Surface Regulation through Dipolar Molecule Boosting the Efficiency of Mixed 2D/3D Perovskite Solar Cell to 24%

Mixed 2D/3D perovskite solar cells (PSCs) show promising performances in efficiency and long-term stability. The functional groups terminated on a large organic molecule used to construct 2D capping layer play a key role in the chemical interaction mechanism and thus influence the device performance. In this study, 4-(trifluoromethyl) benzamidine hydrochloride (TFPhFACl) is adopted to construct 2D capping layer atop 3D perovskite.
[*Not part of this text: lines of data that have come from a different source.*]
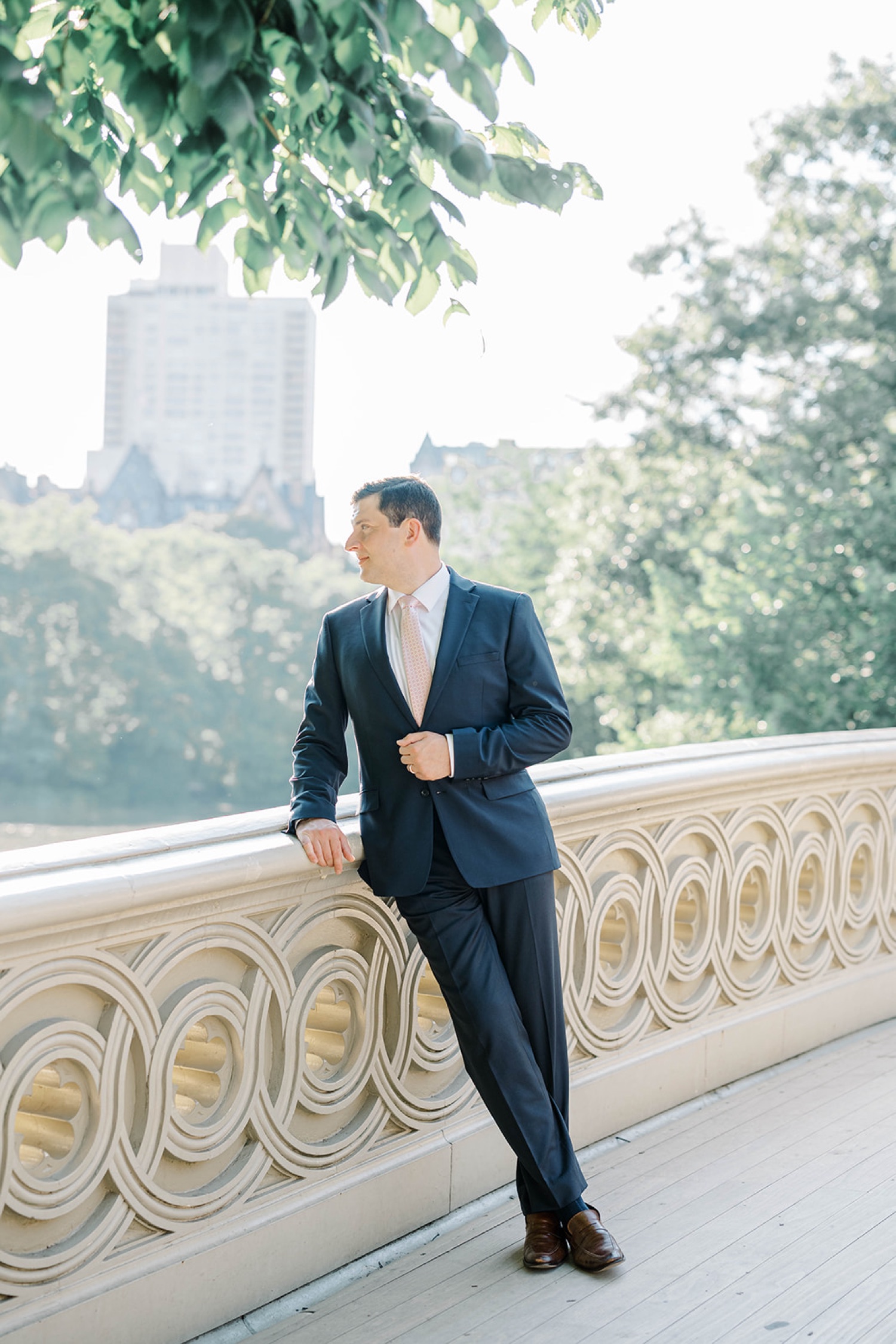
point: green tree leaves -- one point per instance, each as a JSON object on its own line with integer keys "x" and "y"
{"x": 149, "y": 676}
{"x": 734, "y": 569}
{"x": 316, "y": 119}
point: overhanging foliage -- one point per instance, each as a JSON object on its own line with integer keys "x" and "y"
{"x": 315, "y": 121}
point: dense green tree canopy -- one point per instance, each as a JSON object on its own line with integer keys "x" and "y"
{"x": 734, "y": 569}
{"x": 314, "y": 121}
{"x": 149, "y": 676}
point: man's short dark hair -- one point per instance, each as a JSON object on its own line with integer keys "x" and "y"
{"x": 403, "y": 498}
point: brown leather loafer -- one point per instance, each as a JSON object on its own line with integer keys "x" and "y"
{"x": 544, "y": 1246}
{"x": 593, "y": 1246}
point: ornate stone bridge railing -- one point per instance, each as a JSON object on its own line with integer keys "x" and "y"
{"x": 222, "y": 1076}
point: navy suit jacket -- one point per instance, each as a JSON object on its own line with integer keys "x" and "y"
{"x": 495, "y": 687}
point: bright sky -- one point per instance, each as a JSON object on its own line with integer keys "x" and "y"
{"x": 661, "y": 108}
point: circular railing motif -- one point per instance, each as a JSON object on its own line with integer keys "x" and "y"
{"x": 149, "y": 1088}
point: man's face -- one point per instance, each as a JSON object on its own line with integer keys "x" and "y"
{"x": 378, "y": 547}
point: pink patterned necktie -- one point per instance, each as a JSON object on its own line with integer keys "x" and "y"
{"x": 417, "y": 666}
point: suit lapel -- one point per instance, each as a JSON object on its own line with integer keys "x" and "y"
{"x": 374, "y": 636}
{"x": 458, "y": 613}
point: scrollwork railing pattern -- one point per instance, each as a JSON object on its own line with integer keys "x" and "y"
{"x": 152, "y": 1081}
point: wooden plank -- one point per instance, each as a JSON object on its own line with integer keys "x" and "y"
{"x": 718, "y": 1213}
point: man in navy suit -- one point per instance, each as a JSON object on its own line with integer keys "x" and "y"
{"x": 453, "y": 693}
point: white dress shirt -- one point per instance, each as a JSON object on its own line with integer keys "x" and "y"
{"x": 433, "y": 597}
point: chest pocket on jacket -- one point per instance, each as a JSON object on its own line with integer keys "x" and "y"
{"x": 488, "y": 656}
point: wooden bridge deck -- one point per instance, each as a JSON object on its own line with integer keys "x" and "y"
{"x": 770, "y": 1214}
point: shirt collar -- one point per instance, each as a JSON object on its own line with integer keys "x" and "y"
{"x": 428, "y": 593}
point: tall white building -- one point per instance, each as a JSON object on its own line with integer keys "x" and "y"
{"x": 210, "y": 387}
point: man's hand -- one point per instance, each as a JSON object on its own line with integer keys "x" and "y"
{"x": 324, "y": 843}
{"x": 426, "y": 756}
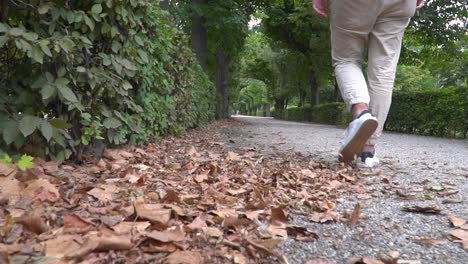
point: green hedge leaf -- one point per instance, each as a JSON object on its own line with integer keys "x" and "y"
{"x": 112, "y": 122}
{"x": 97, "y": 9}
{"x": 60, "y": 123}
{"x": 46, "y": 129}
{"x": 10, "y": 132}
{"x": 28, "y": 124}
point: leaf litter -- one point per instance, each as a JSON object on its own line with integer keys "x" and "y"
{"x": 180, "y": 200}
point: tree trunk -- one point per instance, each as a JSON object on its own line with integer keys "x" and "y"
{"x": 164, "y": 4}
{"x": 337, "y": 94}
{"x": 222, "y": 80}
{"x": 199, "y": 34}
{"x": 302, "y": 98}
{"x": 279, "y": 104}
{"x": 314, "y": 89}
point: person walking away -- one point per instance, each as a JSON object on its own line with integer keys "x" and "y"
{"x": 378, "y": 26}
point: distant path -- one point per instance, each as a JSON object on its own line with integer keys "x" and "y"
{"x": 412, "y": 162}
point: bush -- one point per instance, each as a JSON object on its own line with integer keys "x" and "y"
{"x": 433, "y": 112}
{"x": 332, "y": 114}
{"x": 430, "y": 112}
{"x": 73, "y": 73}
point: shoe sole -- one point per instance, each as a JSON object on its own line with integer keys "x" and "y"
{"x": 351, "y": 151}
It is found that there are two mechanisms synergistically contributing to the increase of efficiency: 1) The TFPhFA⁺ cations form a dipole layer promoting the interfacial charge transport. 2) The suppressed nonradiative recombination of perovskite through the coordination of TFPhFA⁺ cations with Pb–I octahedron, as well as the recrystallization of 3D perovskite induced by Cl^- ions. As a result, the PSC delivers an efficiency of 24.0% with improved open-circuit voltage (V_OC) of 1.16 V, short-circuit current density (J_SC) of 25.42 mA cm^-2, and fill factor of 81.26%. The device shows no decrease in efficiency after 1500 h stored in the air indicating the good stability. The utilization of TFPhFACl not only provides a facile way to optimize the interfacial problems, but also gives a new perspective for rational design of large spacer molecule for constructing efficient 2D/3D PSCs.